我以科举证长生 第382节
大家都是聪明人,礼运冲玄之主能拿出这种态度,对待明德洞玄之主,只能说明,他在适才的治疗过程中,受到了切实且极大的好处。
一时间,所有人皆心神动荡,目中既有震撼,也有狂热。
“此术若真可行,我等皆有活路……”
“传言不虚,明德洞玄前辈果为当世大贤!”
有人不由自主地行礼,齐声呼道:“请前辈示下,晚辈等亦愿求教!”
薛向摆手道,“老朽能力有限,诸位不必多礼。此术损耗极重,老朽尚需调息将养,短时间内,恐难以为继。”
他当然不是难以为继,事实上,替礼运冲玄之主治疗,他收获的好处不小。
可为人处世,最忌“廉价之恩”。
若一味慷慨,救人便成了易事,恩情也成了轻物。
他深知这点,反倒故意收敛,让人看不透他愿不愿出手。
“老朽并非圣贤,只是多看了几场人间劫火。”
他轻轻挥手,“若真有缘,日后自有机缘相渡。今日,到此为止。”
众人不敢强求,再度作揖行礼。
礼运冲玄之主越发激动,暗暗感叹自己的幸运,他忽地转过身,朝道德清虚之主深深一揖,“清虚道友,在下有一不情之请。”
道德清虚之主微怔,拂须笑道:“何事?”
“听闻道友藏有‘雷耀之精’,不知可否割爱?”
此言一出,众人皆惊。
雷耀之精,乃天地异种,万雷聚而不散,其气可化电光,为雷系难求之宝。
此物太过罕见,世上少有,若非大造化之人,根本无法得见。
道德清虚之主抚须微笑,语气带着几分自豪:“不错,老夫确有此物。那雷耀之精,乃我昔年历三重雷劫,于雷海深处所得。
彼时天裂三丈,万雷交啸,我以灵识探取半两,至今封藏未动。”
众人听闻,尽皆动容。
能在雷劫中取物,本身便是通天手段。
道德清虚之主含笑道:“此物极珍。老夫打算留给玄孙,待他来日观想文道碑之后,熔炼五原之力之用。”
礼运冲玄之主拱手再礼,语气恳切:“我愿以法宝换取此物,价钱你来定。”
道德清虚之主愣了片刻:“哦?老夫还是想知道道友要雷耀之精做什么?”
礼运冲玄看向薛向,眼中带着赤诚与敬意:“老师的文脉之花,纯净无瑕,但我能感应得出,还未熔炼五原之力。
故而,我斗胆要为老师熔炼五原之力,尽一份心力。”
此言一出,所有人皆震。
至此,他们彻底信了,明德洞玄之主的文气宝树确实是断后新生,不然为何连五原之力都未融入。
“既是明德洞玄前辈要用,又何用道友费心,我自赠予便是。”
道德清虚之主指尖一抹,一道紫光自袖中浮起。
只见那雷耀之精宛如指尖大小的晶石,光泽流转,内部有无数闪电在盘旋。每一次电光闪动,便有细小的雷音在空间回荡。

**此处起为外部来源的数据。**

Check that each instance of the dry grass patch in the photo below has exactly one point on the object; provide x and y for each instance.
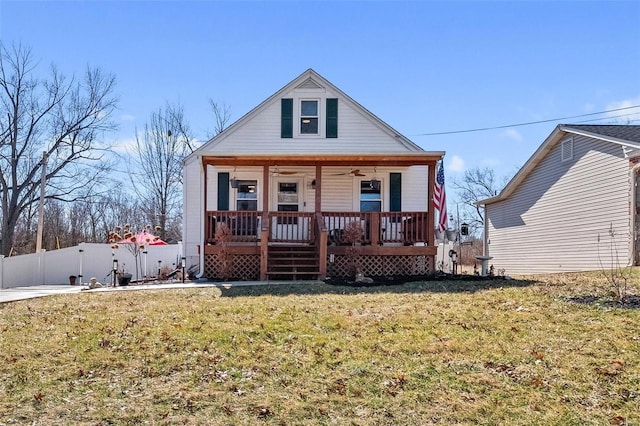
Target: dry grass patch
(436, 352)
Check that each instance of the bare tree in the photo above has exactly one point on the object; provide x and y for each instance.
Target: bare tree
(477, 184)
(157, 175)
(59, 116)
(221, 115)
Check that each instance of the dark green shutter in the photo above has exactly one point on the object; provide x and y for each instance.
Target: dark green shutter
(286, 125)
(395, 192)
(332, 117)
(223, 191)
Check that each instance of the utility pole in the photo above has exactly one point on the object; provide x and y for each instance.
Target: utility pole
(43, 180)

道德清虚之主一挥长袖,雷耀之精化作一道电光,直飞向薛向,稳稳落在他掌中。
薛向伸手接住,掌心微微一烫,他心中狂喜,面上不显分毫,冲道德清虚之主拱手一礼:“道友厚爱,心中实愧。
也罢,便算老朽欠道友一份人情,来日必报。”
道德清虚之主反倒受宠若惊,连忙还礼:“不敢当,不敢当。晚辈这点微末之物,哪里敢要前辈相报。”
口上如是说,内心深处已欢喜无极。
明德洞玄之主承诺欠自己人情,不信将来自己有难,老头子敢袖手旁观。
雷耀之精再是珍贵,哪有自己的老命珍贵。
忽地,道德清虚之主又生出悔意来。
他后悔的是,自己为了那点蝇头小利,接受了这几位文墟之主来观战的申请。
若当时只是独自一人前来,或许现在搭上明德洞玄之主的这份机缘,独归他一人所有。
每念至此,他心中便懊恼得不行。
就在此时,又有一人拱手而出,朗声道:“老朽知晓何处有暴风之眼,必定竭力为前辈取来。”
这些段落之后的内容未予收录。